Against MemPalace's strongest published config (bge-large + Claude Haiku LLM rerank, 96.30%) we are −0.55 pp — and we close almost the entire gap with a free local cross-encoder instead of a per-query LLM call. (The previous version of this page reported −3.0 pp with "rerank not implemented; on roadmap"; it is now implemented.)
Why the comparison is fair (and where it isn't)
Fair:
- Same metric (session-level hit@10 via evidence intersection), computed identically for both sides
- Same
top_k=10 - Same dataset, full 10/10 LoCoMo scenarios on both sides (1,978 of 1,986 questions scored after excluding 8 with empty/unparseable evidence — same exclusion policy MemPalace uses)
Not strictly fair:
- We use prod-mirror per-utterance + per-pair memories (~875 memories per scenario, 8,755 total); MemPalace ingests one document per session (~19–32 documents per conversation). At equal top-k we search a much larger candidate pool, which is harder — but session granularity is what the metric scores at, so this favours their setup.
- MemPalace's bge-large and Haiku-rerank figures are their own published numbers (no per-question data released); only their MiniLM run could be recomputed on our exact metric.

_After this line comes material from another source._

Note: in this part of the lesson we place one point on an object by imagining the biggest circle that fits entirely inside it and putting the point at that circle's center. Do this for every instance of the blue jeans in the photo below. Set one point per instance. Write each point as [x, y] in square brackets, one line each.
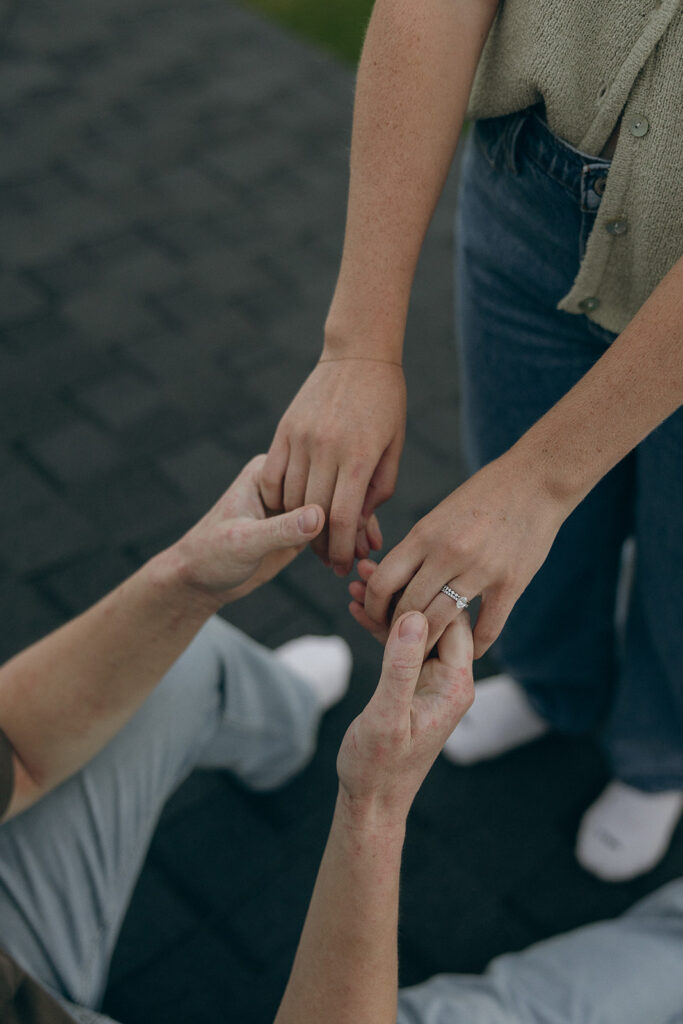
[69, 864]
[527, 204]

- Embedding capacity explains the absolute score level, not the gap: the same-embedding deltas hold at both 384-dim and 1024-dim tiers.
Source
mempalace benchmark deep-dive §4 — source-code-level breakdown of MemPalace's hybrid v1–v5 pipeline, embedding sweep, LLM rerank schedule, and the benchmark-vs-production divergences that motivate the prod-parity callout above. Hebb Mind numbers: eval/reports/locomo/matrix/SUMMARY.md.